Conflicting Code Conventions

a case where the coding convention of assuming true==success bit me

2016-01-18

I love that C, my favorite language, is still getting popular posts written about it. How to C in 2016 has a lot of good tips I’ll be delving into and using, and Errata Security’s notes on that article is a good response to it with even more info I’ll look at.

In particular, I liked what they said about true/false, success/failure return values. In C, an expression that evaluates to 0 is considered false (for instance, if used in an if statement) and a 1 is considered true. It’s common that if you want a function to have a return value indicating if it succeeded or not, you return true for success and false for failure. The ErrataSec post says that’s not always true.

You may ask, “Who would not follow that convention?” Well let me tell you of a time that happened in real, professional code.

Working for a huge company, we had a different group that did work for us. They were responsible for libraries and tools that helped us with our product. We got a new release of a new library from them. I decided to write tests for the library. It’s not so much that I didn’t trust them, I’m just thourough that way.

For one function, I think it was just something like a constructor or initialization for the library, it’s return type was an explicit boolean and the documentation said the return value indicates success or failure. Ok, true is success and false is failure I assumed.

It took an object to connect to the IO as input; if that object reported it can successfully communicate then their function should succeed, and failure should make them fail. I created a mock object that I can control its success and tested if the new code succeeds or fails as expected. I always test both cases to avoid things like false positives.

Both cases failed. The test for success wouldn’t be too strange, the test returning what I thought was failure when expecting success could mean it was broke. But that scenario would mean the failure testcase should “pass” and return failure as well. But it returned success when I was expecting failure. What was going on?

I of course reported this to the team right away. They looked at it, and came right back saying no it worked fine. Puzzled, I ran my tests again. Nope, failure when it should succeed, succeed when it should fail.

I had them look at my test cases. I showed it was returning our explicit true value in my testcase that should fail, and returned false when it should succeed.

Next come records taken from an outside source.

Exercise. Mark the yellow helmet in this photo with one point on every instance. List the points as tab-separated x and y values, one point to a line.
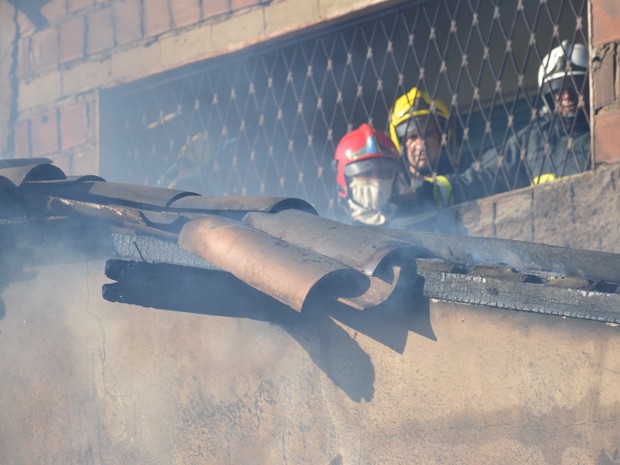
415	103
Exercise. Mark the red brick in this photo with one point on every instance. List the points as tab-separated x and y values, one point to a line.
100	30
238	4
185	12
156	17
73	125
212	8
72	39
606	126
44	133
22	139
605	22
45	49
603	78
76	5
128	19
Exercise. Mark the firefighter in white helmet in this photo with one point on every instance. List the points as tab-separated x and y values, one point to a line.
554	145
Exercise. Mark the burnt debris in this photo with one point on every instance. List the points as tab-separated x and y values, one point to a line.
283	249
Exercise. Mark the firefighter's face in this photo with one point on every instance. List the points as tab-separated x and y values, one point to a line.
422	143
568	100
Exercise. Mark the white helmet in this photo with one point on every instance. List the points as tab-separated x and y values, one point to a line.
563	61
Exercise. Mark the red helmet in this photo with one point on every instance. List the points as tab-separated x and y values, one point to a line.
361	150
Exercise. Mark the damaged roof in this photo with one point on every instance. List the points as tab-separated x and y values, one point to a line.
283	248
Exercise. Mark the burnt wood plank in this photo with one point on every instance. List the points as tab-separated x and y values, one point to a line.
512	294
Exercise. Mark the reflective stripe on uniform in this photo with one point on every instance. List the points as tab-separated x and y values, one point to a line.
442	190
547	177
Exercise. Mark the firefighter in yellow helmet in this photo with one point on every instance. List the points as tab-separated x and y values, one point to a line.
420	129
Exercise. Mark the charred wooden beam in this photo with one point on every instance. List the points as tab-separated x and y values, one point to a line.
516	290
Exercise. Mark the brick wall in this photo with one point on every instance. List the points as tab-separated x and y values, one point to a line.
68	50
605	40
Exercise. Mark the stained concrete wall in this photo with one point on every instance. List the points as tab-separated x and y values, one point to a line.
582	212
88	381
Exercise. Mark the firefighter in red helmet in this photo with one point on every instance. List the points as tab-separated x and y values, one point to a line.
369	172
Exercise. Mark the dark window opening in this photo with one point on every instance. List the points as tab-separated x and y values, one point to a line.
266	121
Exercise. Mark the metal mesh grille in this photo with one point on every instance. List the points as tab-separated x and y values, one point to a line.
267	120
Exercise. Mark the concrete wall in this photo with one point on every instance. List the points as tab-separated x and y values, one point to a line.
582	212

They said, “Yes, that’s how it works.”

What.

Their reasoning was programs, like ones run on the command line, return zero for success and non-zero for failure. They wanted to use that convention of zero=success, non-zero=failure and decided to use a type that had two values instead of an int. Well, we were already using a type that had two values that were zero and non-zero: our boolean. They made their function return false for succeed because false was zero, and true for fail because true was non-zero.

zero = success = false
non-zero = failure = true

This weird mixing of conventions was one of the most unexpected bugs I’ve had and a good reason to use SUCCESS to mean success.